Education development is a key factor to sustainable development practices. Issues with education include access to education, literacy, inclusivity, and quality. Programs focusing on access and inclusivity in education generally target girls, children in rural areas, children with disabilities, and children from other various vulnerable groups. Increased literacy is another main goal of education development projects, as is increasing the quality of education offered to children, especially in developing countries. Unique issues such as child marriage, refugees/IDPs, and statelessness also find their way into this category, as one of the main challenges for children within those groups is access to and inclusion in education. While many professionals in this area are trained in teaching skills, many of the jobs do not require a teaching degree, especially because education systems and issues vary from country to country.

  • Culture & Society

Culture and society specialists can help international development professionals understand the populations they work with, including their needs, customs, and strengths. Much of this work is anthropological field work, studying people in-depth, interviewing the people, learning about their customs, their culture, and their ways of life. They often study topics such as religion, nationalism, ethics, and other areas of society. Professionals who focus on culture and society can influence development projects to be inclusive of the target groups and sustainable within the existing cultures. By understanding how the societies work, these professionals can help international development organizations understand the best types of projects and the best implementation methods. Those in this area of development are typically experts in social work, sociology, anthropology, and other related field.

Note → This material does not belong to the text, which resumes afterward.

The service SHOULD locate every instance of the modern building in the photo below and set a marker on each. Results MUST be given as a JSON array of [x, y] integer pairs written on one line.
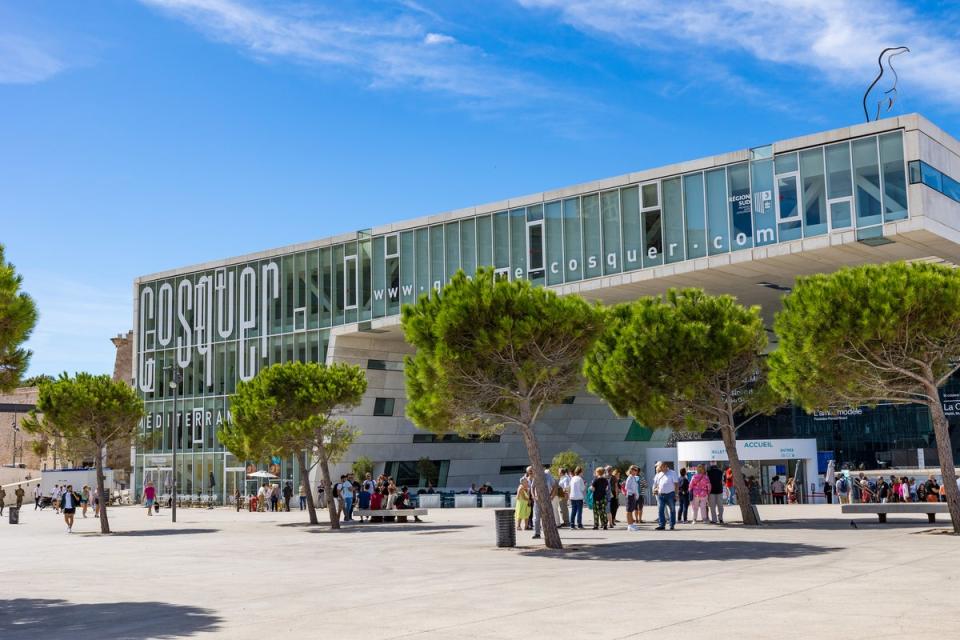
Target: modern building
[[745, 223]]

  • Governance & Human Rights

Development professionals working with governance and human rights focus on building up the infrastructure to support sustainable development and progress. They focus on issues like inclusive participation in government, decentralization of government, human rights for vulnerable and minority groups, accountability and transparency, freedom of the press, policy reform and legislative strengthening, and more. Without this specialization, development programs will not create lasting change. Professionals in public policy and administration, human rights, political science, and other related fields are typically part of these focus areas. Expertise in government systems and human rights theory is necessary for this specialization.

  • Conflict & Disaster

Part of sustainable development is managing conflict and disaster crises. Development professionals in this area focus on early warning systems, prevention methods, hazard assessment, trained first responders, rapid and durable recovery methods, and humanitarians systems of many forms. Much of this work is in the field, giving humanitarian aid for food, clean water, shelter, and other necessary and important resources, as well as training community leaders, medical professionals, and other key first responders to deal with crises and disaster events with quick and effective response methods. Others work to implement policies and programs that will prevent crises and strengthen durability against conflicts and disasters. These events vary by region and even country, so professionals in this field must know basics of humanitarian response and disaster/conflict management and be able to learn about specific issues facing the counties in which they work.